Kendi ülkesinin dedikodusunu yapan insanların arasında büyüdük biz. Bundandır ki ilk dedikodusunu yaptığımız yine kendimiziz. Bundandır ki en yakın dostlarımızı sıklıkla aradığımız, ihtiyaç duyduğumuz zamanlar ; kederlerimizi, başarısızlıklarımızı paylaşmak için olur. “ Bu günümde de aramayacaksa, ne zaman yanımda olacak? “
Bu coğrafyada başarıyı alkışlamak zordur, başarısızlıklarda bulur insan kendini kalabalıkların içinde… Başarana iyi gözle bakılmaz. Sürüden kopmuş, havaya girmiş, kendini bir şey sanmış imaları yapılır arkasından… İkinci en önemli dedikodu malzemesidir başkasının mutluluğu, başarısı, ilerlemesi. “ Bak Batılılar nasıl ilerliyor ” diye başlanan söze “ Onlar bizim ilerlememizi istemez ” ile son verilir. Komşular düşmandır, en değerli madenler elden alınmış, denizlerin içine edilmiştir. Bunca tespit ama eyleme geçen var mıdır? Hayır. Konuş, konuş ve sadece konuş…. Estir, yağdır ve sonra otur geçmişin başarısızlıklarından bahset. Özlemin, bir daha ele geçmeyecek giden fırsatlara, çocukluğuna, zamanın akıp gidişine bir şey yapamayışına olsun. Sen bu halde yeni bir gelecek yaratabilir misin? HAYIR.
Savaşlarda, salgın hastalıklarda, depremlerde hatta soykırımlarda bile kurtulan, mucize dediğimiz seçenekle yaşamın kucakladığı insanlar olmuştur, olmaktadır ve olacaktır.
Kendimizi bir felaket senaryosu içinden;kurtuluş senaryosu içine aldığımızda iyi ile buluşuruz.

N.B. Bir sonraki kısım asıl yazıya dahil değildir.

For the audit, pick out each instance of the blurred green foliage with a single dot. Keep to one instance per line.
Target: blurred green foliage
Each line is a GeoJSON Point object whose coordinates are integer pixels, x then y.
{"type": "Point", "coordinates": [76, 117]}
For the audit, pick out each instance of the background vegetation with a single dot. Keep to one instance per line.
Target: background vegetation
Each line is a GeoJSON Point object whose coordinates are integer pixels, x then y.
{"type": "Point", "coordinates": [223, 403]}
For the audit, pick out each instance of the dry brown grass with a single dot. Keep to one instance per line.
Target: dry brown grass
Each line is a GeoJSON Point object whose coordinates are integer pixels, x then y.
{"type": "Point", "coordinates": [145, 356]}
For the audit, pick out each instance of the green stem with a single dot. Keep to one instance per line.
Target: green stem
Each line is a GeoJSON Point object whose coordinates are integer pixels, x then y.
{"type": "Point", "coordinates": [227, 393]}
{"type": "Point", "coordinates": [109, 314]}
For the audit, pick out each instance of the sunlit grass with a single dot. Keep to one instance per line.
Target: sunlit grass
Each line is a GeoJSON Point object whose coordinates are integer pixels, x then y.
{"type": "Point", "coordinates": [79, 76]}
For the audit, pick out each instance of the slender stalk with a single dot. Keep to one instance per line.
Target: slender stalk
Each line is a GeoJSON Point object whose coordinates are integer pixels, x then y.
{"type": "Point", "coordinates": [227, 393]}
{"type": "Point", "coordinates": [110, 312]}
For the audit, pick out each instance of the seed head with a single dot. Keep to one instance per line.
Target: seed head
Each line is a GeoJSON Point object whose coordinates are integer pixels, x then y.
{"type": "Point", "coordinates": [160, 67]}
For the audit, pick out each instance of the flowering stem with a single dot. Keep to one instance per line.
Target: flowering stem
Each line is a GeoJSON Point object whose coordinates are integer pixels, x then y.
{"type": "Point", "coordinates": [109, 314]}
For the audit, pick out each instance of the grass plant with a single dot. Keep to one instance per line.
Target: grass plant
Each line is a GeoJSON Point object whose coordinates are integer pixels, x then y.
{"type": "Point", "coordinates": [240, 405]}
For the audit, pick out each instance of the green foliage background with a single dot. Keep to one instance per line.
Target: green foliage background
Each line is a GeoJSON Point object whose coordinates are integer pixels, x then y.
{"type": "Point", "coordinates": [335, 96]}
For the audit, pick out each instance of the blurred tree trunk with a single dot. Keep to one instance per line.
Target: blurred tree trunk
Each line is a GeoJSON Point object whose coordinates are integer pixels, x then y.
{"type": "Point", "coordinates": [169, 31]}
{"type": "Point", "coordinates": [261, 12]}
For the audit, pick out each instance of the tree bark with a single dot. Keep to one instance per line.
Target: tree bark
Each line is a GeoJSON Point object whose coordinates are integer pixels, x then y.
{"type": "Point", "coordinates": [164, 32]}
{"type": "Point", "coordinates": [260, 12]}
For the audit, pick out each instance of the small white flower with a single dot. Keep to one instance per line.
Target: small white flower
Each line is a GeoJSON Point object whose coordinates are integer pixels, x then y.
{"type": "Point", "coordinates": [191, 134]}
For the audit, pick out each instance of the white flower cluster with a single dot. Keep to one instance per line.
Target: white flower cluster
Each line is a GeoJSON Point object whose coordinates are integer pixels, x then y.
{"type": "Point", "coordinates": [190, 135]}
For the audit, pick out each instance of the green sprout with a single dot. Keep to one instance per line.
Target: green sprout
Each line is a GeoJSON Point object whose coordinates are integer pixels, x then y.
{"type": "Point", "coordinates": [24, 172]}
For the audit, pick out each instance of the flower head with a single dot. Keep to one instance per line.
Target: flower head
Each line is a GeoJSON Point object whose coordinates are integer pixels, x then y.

Astrolojiye olan merakımın ışığında, dönemsel etkileri paylaştığım yazılarımda, bilinemeyen bir olasılığın orada varlığını hatırlatırım. Onca bilgiye, onca incelemeye rağmen hiçbir astrolog kesinlikle bu olacak diyemez. Olasılıkları anlatır. O olasılıkların içinde görülmeyen bir açı vardır. Bu açının adına mucize denilir. Biz de, hayatın içinde onca bildiğimizi, deneyimimizi hatta elimizde bulunan şartları ortaya koyup da; “ sonuç budur.. kesinlikle, mutlaka.. ” dediğimizde oraya yürütürüz kendimizi. Oysa olma olasılığı var evet ama İYİ BENİ BULUR eminliği ile bir kapı açtığımızda, mucize olasılık oradan giriverir. Bunun için bir kaç tavsiyem var.
- Kendini takdir et
- Kendinin ve başkalarının dedikodusunu yapmayı bırak
- Geçmiş başarısızlıklarından, kaybedişlerinden, terk edilişlerinden bahsetmeyi bırak ve bunların sana öğrettiklerini fark et
- Tazenin, akanın, yeniliğin, güzelliğin içinde ol. Parka git, denizi seyret, çiçek yetiştir, kuş besle, hayvanlara yardım et, çocukları sev
- En önemlisi gülümse
- Hayallerinde iyiliğin içinde ol
- Geçmiş başarılarını, sıkıntıdan çıkan o azimli hallerini hatırla. Bir defa yapmıştın , çok defa yaparsın
- Kendi özelliklerini önce kendine öv, taktir et. Sonra da insanlara başarılarını anlat Nerelerden geldin, ne güzellikleri seyrettin anlat
- Başarılı insanları kutla, başarıyı kutla, başarmışa yönel
- Yarıda bıraktığın ne varsa, yarıda bıraktığını itiraf et, özgürleş. Böylece yeniye başlamak için isteğin oluşur.
Hayatla sohbetinde hatırla; burada misafiriz ve ev sahibi bir dediğimizi iki etmiyor. İfadelerimiz ne ise bize onu servis ediyor.